But IP TV is about to blow apart the old corporate media monopolies, just as blogging is - finally, after a ten year wait - starting to impact print publishing. (There's more to say about that for another time.)
And even then I'm not convinced that with corporate propaganda saturation the groundswell of disagreement isn't there. It's possible it's not visible because it's not given a legislative outlet, not because it's absent.
It's easy to forget, because the left of the blogosphere is more interesting and vital, that the right of the blogosphere is large and thriving. Indeed a lot of the big names (e.g. Instapundit, Glenn Reynolds) are part of the RWNM. I pick him out because now the Guardian have given him space on commentisfree, which is an indication that he is pretty famous in blogging circles.
The fact is, like it or not, a lot of policy is complicated and a lot of the simplifications play into the hands of the Friedmanites.
Maybe. It depends on a lot of things, and I think the standard channels model won't survive the transition. I'd expect massive fragmentation of interest and message. And that will make Monolithic MediaTM harder to sustain.
So Fox and the other media machines go from having no competition to having plenty. This is bad for them, because instead of making money on ads and eyeballs they start having to spend money to promote the message. At some point this stops being cost effective even for the Murdochs of the world.
And even if there is more media being produced that doesn't guarantee that people will continue to watch it. Rush and O 'Reilly and the rest aren't popular because they're popular, they're popular because they have a lockdown on the media distribution networks and more progressive voices don't currently get the air time. If that ends, it will turn into a free for all.
Of course this assumes there won't be a corporate lockdown of the internets first, and that corporate interests won't try to lock out the populists - which may yet happen. But it's not a sure thing, and it could easily go either way.
A nice example of just how this kind of legislation would work is in today's column by Simon Hoggart of the Guardian.
However, a bill of this length has one great advantage. It means that anyone can find in it whatever they want to find.
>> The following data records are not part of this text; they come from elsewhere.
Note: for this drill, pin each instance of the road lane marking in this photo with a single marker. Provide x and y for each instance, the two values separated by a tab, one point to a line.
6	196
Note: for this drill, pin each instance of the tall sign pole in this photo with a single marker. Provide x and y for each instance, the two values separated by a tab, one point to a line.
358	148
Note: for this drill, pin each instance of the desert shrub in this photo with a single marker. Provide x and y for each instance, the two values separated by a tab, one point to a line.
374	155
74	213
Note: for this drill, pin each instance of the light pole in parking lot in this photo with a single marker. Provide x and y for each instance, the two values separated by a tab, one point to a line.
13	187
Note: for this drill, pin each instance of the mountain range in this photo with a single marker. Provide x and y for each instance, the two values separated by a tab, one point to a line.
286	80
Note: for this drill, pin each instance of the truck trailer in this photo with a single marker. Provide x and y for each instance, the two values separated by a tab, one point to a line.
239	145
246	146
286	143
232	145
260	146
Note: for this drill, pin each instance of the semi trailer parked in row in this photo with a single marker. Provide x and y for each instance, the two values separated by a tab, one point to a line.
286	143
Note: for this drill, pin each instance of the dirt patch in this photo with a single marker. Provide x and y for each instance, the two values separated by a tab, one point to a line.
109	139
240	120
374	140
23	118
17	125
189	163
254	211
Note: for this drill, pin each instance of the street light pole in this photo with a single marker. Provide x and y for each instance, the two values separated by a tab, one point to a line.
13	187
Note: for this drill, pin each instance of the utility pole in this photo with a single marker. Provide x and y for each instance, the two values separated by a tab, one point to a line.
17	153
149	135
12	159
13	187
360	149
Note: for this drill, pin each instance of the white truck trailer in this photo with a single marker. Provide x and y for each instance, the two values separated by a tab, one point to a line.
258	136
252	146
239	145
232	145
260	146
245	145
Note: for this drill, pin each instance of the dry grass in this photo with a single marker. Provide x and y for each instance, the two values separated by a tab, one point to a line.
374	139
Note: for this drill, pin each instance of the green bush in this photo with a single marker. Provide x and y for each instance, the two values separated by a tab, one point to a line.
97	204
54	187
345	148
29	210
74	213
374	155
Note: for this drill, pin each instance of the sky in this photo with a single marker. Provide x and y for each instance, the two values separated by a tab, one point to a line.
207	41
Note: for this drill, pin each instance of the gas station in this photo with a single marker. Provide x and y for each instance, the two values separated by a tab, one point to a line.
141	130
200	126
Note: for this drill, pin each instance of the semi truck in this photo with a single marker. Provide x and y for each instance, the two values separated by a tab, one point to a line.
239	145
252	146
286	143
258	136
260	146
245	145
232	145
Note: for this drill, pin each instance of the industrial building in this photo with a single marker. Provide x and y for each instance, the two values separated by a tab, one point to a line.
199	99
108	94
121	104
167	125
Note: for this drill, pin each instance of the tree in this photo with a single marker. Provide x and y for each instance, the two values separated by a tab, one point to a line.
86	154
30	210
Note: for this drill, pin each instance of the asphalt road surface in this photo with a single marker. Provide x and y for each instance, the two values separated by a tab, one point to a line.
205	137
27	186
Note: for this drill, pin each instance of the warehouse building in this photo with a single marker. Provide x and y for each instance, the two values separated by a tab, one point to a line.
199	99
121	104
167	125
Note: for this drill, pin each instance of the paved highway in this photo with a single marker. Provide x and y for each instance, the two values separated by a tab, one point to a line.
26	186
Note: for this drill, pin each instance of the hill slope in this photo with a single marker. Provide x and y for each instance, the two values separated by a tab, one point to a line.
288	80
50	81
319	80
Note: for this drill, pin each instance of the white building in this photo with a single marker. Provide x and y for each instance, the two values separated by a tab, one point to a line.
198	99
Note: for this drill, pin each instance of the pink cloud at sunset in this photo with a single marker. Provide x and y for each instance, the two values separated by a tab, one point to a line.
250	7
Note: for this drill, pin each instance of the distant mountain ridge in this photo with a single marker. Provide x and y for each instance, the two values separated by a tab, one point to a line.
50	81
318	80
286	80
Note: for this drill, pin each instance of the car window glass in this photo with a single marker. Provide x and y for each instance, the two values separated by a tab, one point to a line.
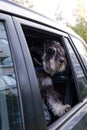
55	80
82	49
10	118
78	70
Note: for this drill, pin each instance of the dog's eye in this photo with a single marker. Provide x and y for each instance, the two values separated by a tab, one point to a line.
50	51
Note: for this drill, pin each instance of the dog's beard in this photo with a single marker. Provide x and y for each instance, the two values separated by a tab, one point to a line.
52	66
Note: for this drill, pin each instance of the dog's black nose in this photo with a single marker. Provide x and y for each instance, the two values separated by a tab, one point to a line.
61	60
50	51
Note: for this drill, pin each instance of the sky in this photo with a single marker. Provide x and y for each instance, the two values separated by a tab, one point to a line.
49	8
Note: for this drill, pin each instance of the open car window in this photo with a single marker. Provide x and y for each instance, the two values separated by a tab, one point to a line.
62	81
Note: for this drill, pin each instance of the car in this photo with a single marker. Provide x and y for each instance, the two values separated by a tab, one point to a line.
21	106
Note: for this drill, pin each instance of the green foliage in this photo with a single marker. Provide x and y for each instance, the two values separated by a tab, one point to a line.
25	3
81	29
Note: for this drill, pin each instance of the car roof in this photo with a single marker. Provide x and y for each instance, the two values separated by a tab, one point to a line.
14	9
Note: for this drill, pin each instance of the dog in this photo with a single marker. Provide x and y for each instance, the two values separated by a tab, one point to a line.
53	61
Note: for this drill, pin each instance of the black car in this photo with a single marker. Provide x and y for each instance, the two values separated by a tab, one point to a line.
21	106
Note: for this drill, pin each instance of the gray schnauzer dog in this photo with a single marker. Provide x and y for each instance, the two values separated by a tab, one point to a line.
53	61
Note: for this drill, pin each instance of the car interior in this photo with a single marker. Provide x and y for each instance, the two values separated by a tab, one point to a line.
63	82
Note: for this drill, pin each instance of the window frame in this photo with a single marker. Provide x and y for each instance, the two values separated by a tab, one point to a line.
78	55
33	24
17	58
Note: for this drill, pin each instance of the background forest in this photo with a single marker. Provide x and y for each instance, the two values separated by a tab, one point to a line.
79	13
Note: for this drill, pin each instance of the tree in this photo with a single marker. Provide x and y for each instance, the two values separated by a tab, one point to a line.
81	29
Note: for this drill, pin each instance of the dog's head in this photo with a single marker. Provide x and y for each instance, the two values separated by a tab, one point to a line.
53	59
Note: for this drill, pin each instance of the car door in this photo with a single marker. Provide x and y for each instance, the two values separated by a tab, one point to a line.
15	95
27	30
78	120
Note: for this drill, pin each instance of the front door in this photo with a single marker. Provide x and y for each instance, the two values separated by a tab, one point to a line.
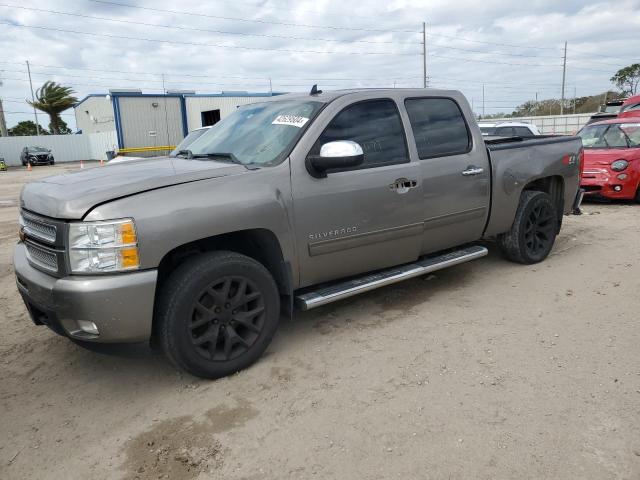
362	219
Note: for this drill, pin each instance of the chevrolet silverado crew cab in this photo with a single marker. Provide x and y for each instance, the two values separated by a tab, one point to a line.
298	201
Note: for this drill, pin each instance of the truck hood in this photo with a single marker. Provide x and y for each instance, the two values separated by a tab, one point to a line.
72	195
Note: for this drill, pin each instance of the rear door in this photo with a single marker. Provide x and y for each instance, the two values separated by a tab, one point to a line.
455	172
360	219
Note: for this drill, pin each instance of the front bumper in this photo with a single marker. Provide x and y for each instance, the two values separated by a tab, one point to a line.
603	183
120	305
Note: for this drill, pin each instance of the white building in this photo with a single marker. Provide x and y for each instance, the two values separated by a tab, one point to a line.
156	120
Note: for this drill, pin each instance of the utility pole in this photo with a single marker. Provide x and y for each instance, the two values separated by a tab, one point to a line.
33	99
424	54
564	76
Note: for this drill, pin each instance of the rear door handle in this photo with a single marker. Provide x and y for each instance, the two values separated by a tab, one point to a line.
403	185
472	170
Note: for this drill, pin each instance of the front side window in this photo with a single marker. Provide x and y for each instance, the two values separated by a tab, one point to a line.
376	126
438	127
258	133
523	132
505	132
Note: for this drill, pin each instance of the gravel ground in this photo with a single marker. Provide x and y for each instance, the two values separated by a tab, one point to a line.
487	370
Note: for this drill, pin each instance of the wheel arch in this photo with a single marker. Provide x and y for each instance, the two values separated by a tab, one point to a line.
260	244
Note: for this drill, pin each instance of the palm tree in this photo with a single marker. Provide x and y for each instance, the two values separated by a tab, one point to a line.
54	99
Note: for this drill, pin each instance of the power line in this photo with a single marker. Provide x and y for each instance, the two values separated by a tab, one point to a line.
239	19
200	44
195	29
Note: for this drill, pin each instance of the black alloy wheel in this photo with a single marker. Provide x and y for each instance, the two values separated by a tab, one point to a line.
540	228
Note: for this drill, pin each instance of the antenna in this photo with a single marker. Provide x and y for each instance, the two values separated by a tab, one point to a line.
314	90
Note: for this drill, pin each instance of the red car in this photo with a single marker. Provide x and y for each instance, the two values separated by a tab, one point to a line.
612	158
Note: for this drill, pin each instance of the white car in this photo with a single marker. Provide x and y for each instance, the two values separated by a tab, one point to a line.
186	141
509	129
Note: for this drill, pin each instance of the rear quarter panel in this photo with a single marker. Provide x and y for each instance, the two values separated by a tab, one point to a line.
515	165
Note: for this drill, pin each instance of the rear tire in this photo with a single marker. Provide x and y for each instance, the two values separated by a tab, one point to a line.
217	313
534	229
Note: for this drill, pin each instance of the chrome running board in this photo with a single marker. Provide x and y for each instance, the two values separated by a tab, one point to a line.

This is vital, for the Tories, who decided to vote for it in order to embarrass the prime minister, and for education secretary Ruth Kelly, who can find enough shiny needles in this particular haystack to claim that it is a truly egalitarian, Labour bill. ... Ruth Kelly, the education secretary, then picked out every leftwing element in the bill and flung to those behind her, "this is a progressive bill, a reforming bill", a peroration that would have been even more resonant if a Lib Dem had not shouted out "and a Tory bill!" A point proved when Tories lined up to say how much they liked many of its multitudinous clauses.
...
Ruth Kelly, the education secretary, then picked out every leftwing element in the bill and flung to those behind her, "this is a progressive bill, a reforming bill", a peroration that would have been even more resonant if a Lib Dem had not shouted out "and a Tory bill!"
A point proved when Tories lined up to say how much they liked many of its multitudinous clauses.
(There's also the complexity issue, but that deserves a diary if I get time.)
Lobbying today only really works because power is very concentrated. If you get access to Tony and can sell him on your plans (possibly with the help of a loan or two) you're in. Similarly K Street in Washington. It's all in one place, and the players all know each other. That's what makes it so potent.
When you have a few hundred randomly aligned people to persuade, it becomes a more complicated thing to arrange.
It surely isn't possible to arrange a perfect system. But as someone else pointed out in a different thread, democracy is based on keeping economic, religious, legislative, presidential and popular power separate. Once they start amalgamating democracy is dead. So any approach that helps maintain the separation, which means maintaining checks and balances, is an improvement on what we have now.